From the start of the Council in Latin America, concerns and questions have arisen and multiplied, and the “preferential option for the poor” has had a wide repercussion throughout the Continent.
There have been new experiences of community life outside institutions, of integration in poor areas, in suburbs, in rural areas and among indigenous people.
In Soteapan, Veracruz. Indigenous area.
From 1998, in the face of the challenges of the CLAR (Latin American Conference of Religious) and the recasting, in the Province new spaces for action are opened, and the Sisters try to approach “new faces” of poverty: migrants, street children, who demand answers and great responsibility.
The International Congress for Consecrated Life (2004) and the General Chapter of 2005, give new impetus to the option for the excluded, as well as for the care of creation.
In 2010, new presences fill us with hope and give us the desire to respond, following Jesus:
A presence with the migrants in Tierra Blanca, Veracruz.
A presence among the poor living in the suburbs of San Pedro Sula, in Cosmul, Honduras, in a climate of violence and insecurity.

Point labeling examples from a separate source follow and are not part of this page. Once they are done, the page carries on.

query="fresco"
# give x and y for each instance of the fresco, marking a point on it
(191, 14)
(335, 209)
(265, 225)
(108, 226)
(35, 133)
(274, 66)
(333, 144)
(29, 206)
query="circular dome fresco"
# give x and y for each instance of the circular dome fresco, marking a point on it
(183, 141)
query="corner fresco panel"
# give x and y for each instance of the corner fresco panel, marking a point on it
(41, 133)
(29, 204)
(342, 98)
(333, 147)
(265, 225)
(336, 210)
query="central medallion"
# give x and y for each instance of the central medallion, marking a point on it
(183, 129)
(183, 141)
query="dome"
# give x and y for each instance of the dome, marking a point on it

Sisters in Cosmul, Honduras, CA
Students at the French School of Pedregal
Tierra Blanca, Veracruz. House for Migrants
The reality of violence and insecurity lived in the area where we are present has affected the life of our people and our very presence, inviting us to accompany the victims and the families of missing persons, and the caravans of migrants who pass through the countries where we are to join the United States, in search of the American dream.
The senior Sisters make sandwiches for the migrants arriving in the caravan.

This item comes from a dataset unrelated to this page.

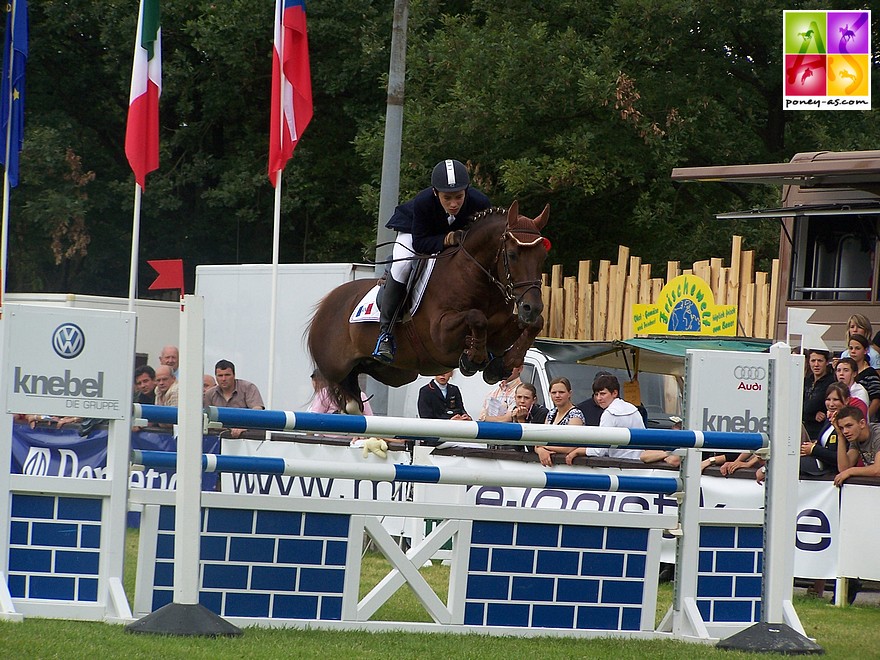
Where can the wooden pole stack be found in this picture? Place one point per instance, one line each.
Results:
(580, 308)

Faced with the reality of the senior sisters and looking for ways to situate ourselves in spite of our age, we are sought for responses in the Little Design. In 2017, we opened the Temascalapa community with the mission of being a simple presence and a listening space among people.
The reflection and the journey we are making with a group of lay people, whom we have named the Saint Joseph Family, has led us to recognize the call to live our charism more broadly and has led us to broaden our sense of belonging through different ways of living the charism: as partners, collaborators or simply as people who want to live it without a concrete commitment.
St. Joseph Family Group in Honduras
Pope Francis’ invitations for the care of creation encourage us to walk in this direction and to support everything that, from the place where we are, opens us to new ways of taking care of our planet.
We continue to write our history….
For the Life of the World, and « as weak instruments.»